Sunday, March 2, 2014

The Very Worst Oscar Snub (It's Not What You Think)


By Lars Trodson


For me, it’s not the fact that Alfred Hitchcock’s “Psycho” was not nominated for Best Picture because, for one, it was never going to win. Billy Wilder’s “The Apartment” deservedly took home the statuette that year, so it’s only mildly irritating that the grandaddy of all slasher films didn’t get the nod. I can live with that.

But there are two greater “Psycho” injustices, and they are the two worst Oscar decisions in its 85 years. When you realize that “Psycho” was dissed in both the editing and music categories, you begin to realize what a significant oversight this was.


It’s only been in the last 20 years or so — when home video equipment became so ubiquitous — that the average film viewer became aware of the editing process (because everyone became an editor, from family movies to micro-indies in the back yard). Today’s viewer is aware of how a film is cut.

That was not true in 1960, when “Psycho” was released. Yet contemporaneous audiences were utterly aware of how editing influenced its reaction because they experienced it: when Norman Bates pulls back that shower curtain and the film cuts to Janet Leigh’s screaming face, the plasticity of celluloid became apparent. How the film was cut — how you never actually see the knife touching Leigh’s body — was an almost immediate topic of discussion. The power of this editing, which was accomplished by George Tomasini, who was Hitchcock’s cutter for 10 years, is unassailable.

The editing award that year went to Daniel Mandell for “The Apartment” — certainly a credible candidate, but it was no “Psycho.”

Then there is the music. The central idea of a movie’s musical soundtrack was that it not get in the way of the story — that it enhance but not overpower the image on the screen. This notion, of course, does not apply to Bernard Herrmann’s soundtrack. The slashing strings directly comment on and exist along side the horrible images of Leigh’s naked body trying to escape the attack. In one moment music accompaniment was changed forever, and opened up ideas for others (think of how important the music is in Kubrick's "2001."
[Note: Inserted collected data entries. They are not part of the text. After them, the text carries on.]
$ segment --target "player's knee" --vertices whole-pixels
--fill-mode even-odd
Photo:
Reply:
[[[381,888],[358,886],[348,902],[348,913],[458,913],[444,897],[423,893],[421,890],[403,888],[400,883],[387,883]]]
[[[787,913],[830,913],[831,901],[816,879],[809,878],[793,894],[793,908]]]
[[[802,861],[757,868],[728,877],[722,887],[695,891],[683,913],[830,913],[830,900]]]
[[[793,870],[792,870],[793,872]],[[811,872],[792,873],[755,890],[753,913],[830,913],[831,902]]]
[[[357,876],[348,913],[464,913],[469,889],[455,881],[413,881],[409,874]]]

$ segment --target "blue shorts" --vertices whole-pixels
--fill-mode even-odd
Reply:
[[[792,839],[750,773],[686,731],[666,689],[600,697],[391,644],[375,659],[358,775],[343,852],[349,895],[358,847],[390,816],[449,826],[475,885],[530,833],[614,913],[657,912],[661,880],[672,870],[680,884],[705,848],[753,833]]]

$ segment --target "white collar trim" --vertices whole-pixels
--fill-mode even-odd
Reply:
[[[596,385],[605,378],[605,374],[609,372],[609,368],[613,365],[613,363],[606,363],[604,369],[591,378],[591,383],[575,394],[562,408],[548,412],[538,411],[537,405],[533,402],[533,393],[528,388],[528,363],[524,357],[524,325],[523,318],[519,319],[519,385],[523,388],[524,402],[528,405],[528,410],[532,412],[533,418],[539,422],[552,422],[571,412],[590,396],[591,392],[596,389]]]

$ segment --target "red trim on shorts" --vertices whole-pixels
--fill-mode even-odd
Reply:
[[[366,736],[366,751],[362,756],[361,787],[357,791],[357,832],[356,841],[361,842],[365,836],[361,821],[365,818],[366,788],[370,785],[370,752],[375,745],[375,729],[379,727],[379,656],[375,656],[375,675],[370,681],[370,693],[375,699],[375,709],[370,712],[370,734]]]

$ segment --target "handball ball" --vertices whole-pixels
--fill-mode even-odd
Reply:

The winner that year was Ernest Gold’s score for “Exodus” — a film that probably means nothing to anybody. The other nominees were Dimitri Tiomkin for John Wayne’s “The Alamo,” “Andre Previn for “Elmer Gantry,” Alex North for “Spartacus” (I’m sure the melodies from all these movies comes immediately to mind) and, finally, the only plausible competition to Herrmann: Elmer Bernstein's wonderful, iconic score for “The Magnificent Seven.”

I only have one side note to this. This is only my pet theory, which means nothing — but I think there are striking similarities to some of Herrmann’s musical themes in “Psycho” to the third movement of William Schumann’s “Symphony for Strings” (from 1943). I find that third movement eerily similar to Herrmann’s work in the movie — I don’t want to say he cribbed from it because others may listen to the two pieces and hear nothing even remotely similar, but my untrained ears would disagree.

One other thing that annoys me: The great Irish actor Robert Shaw received exactly one Oscar nomination: playing Henry the VIII in “A Man For All Seasons” from 1966. He was overlooked for his gangster Doyle Lonnegan in “The Sting” and for Quint in “Jaws.” Perhaps one can overlook “The Sting”— the competition that year was pretty stiff — but when I think that George Burns (God bless him) won in 1975 for his role in “The Sunshine Boys,” well, it makes me a little unhappy. The other nominees that year were Brad Dourif (“Cuckoo’s Nest”), Burgess Meredith (“Day of the Locust”), Chris Sarandon “Dog Day Afternoon”) and Jack Warden (“Shampoo”). How Robert Shaw got overlooked is one of the great Oscar mysteries. He died of a heart attack at 51.